Enfim viemos para casa com auxilio 24 horas por dia. O medo de ficar com ela sozinha e não saber fazer alguma manobra nos fazia suar frio. Cinco dias depois ficamos sozinhos e fomos encarando tudo. E ela passou muito bem, graças a Deus.

Me identifico muito com as mães de UTI, porque minha filha passou por lá e porque entendo o trauma que gera. O medo do futuro, de alguém pegá-la estando doente, dela precisar voltar pra lá, dela ser mais frágil que as outras crianças. O medo de ver uma criança espirrando chegar perto, de expô-la ao risco, de sair com ela no frio, na chuva.

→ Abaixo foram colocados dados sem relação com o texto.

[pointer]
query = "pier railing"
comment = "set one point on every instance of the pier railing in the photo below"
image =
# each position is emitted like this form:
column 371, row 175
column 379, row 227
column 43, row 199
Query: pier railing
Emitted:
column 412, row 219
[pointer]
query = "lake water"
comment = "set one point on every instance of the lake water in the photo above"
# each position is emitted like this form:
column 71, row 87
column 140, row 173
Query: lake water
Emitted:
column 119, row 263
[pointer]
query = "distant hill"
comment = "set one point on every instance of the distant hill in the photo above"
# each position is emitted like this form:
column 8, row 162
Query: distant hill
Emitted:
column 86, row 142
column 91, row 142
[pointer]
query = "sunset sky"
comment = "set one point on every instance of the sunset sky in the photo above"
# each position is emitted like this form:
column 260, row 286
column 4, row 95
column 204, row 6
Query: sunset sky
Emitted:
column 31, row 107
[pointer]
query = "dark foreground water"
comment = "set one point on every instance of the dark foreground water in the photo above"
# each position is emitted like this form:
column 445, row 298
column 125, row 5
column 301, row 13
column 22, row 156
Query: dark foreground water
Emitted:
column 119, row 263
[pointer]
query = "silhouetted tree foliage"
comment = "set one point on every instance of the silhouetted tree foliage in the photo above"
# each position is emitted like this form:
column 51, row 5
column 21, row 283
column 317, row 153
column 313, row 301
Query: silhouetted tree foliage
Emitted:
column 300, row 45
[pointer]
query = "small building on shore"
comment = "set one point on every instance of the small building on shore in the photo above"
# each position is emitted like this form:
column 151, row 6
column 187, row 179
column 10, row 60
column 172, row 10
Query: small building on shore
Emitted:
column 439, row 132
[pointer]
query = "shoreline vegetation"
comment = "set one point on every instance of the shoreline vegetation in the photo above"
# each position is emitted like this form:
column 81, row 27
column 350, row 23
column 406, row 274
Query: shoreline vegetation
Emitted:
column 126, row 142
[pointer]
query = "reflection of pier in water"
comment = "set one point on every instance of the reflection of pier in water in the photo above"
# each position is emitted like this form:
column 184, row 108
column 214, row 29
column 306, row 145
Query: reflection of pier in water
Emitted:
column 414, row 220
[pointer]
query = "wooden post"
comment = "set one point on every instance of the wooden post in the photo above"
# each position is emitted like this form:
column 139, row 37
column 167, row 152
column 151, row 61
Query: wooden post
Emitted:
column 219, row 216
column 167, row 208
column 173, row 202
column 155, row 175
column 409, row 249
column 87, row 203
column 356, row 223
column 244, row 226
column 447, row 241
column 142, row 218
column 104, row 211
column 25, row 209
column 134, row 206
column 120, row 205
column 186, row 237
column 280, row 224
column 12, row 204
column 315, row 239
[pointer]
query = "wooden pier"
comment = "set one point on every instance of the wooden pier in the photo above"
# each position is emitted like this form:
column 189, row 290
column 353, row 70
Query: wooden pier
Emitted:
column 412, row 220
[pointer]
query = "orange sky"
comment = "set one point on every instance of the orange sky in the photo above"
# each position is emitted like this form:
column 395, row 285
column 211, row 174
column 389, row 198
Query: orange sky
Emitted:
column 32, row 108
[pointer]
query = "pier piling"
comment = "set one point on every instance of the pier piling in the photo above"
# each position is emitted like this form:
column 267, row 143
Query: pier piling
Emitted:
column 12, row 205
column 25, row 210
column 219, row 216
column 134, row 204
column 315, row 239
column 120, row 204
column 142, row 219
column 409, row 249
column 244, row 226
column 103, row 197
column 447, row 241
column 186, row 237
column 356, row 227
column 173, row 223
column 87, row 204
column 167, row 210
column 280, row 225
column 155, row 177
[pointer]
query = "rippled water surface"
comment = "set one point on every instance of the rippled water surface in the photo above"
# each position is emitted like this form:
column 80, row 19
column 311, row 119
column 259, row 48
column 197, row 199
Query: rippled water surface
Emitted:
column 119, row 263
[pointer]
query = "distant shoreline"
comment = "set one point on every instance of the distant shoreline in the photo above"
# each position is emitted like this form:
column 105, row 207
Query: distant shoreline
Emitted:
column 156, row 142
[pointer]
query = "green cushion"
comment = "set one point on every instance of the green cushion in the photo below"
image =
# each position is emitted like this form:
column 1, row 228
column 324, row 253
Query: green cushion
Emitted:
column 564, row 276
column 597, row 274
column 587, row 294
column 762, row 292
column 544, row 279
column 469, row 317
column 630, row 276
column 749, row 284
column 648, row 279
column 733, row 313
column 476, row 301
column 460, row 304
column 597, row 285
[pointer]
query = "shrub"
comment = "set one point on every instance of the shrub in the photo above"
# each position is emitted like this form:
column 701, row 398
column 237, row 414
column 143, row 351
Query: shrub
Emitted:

Acho que só quem viveu a experiência de ter seu filho na UTI tem isso. Minha filha nunca experimentou sorvete, nunca tomou gelado, nunca entrou numa piscina fria. Tenho certeza que a estou superprotegendo, mas como me desvincular do medo de vê-la doente? Do medo de precisar de uma UTI e não encontrar vaga?

heloisaSer mãe é maravilhoso. Ela é linda, esperta, ativa, faladeira. Ouvir “mamãe” o dia inteiro (trabalho em casa) me faz a pessoa mais feliz do mundo. Só o tempo vai me desvincular desse medo excessivo. Acho que já estou melhor do  um ano atrás. Mas ainda exagero, certamente!

Mas acho também que, exatamente por causa das dificuldades, nós conseguimos curtir mais cada coisinha, porque qualquer coisa é uma grande vitória! Quem esteve perto de perder ou sentiu medo de perder um filho sabe o que estou falando. Nada mais importa do que a saúde deles, o resto a gente releva! E cada sorriso é o sol que nos ilumina.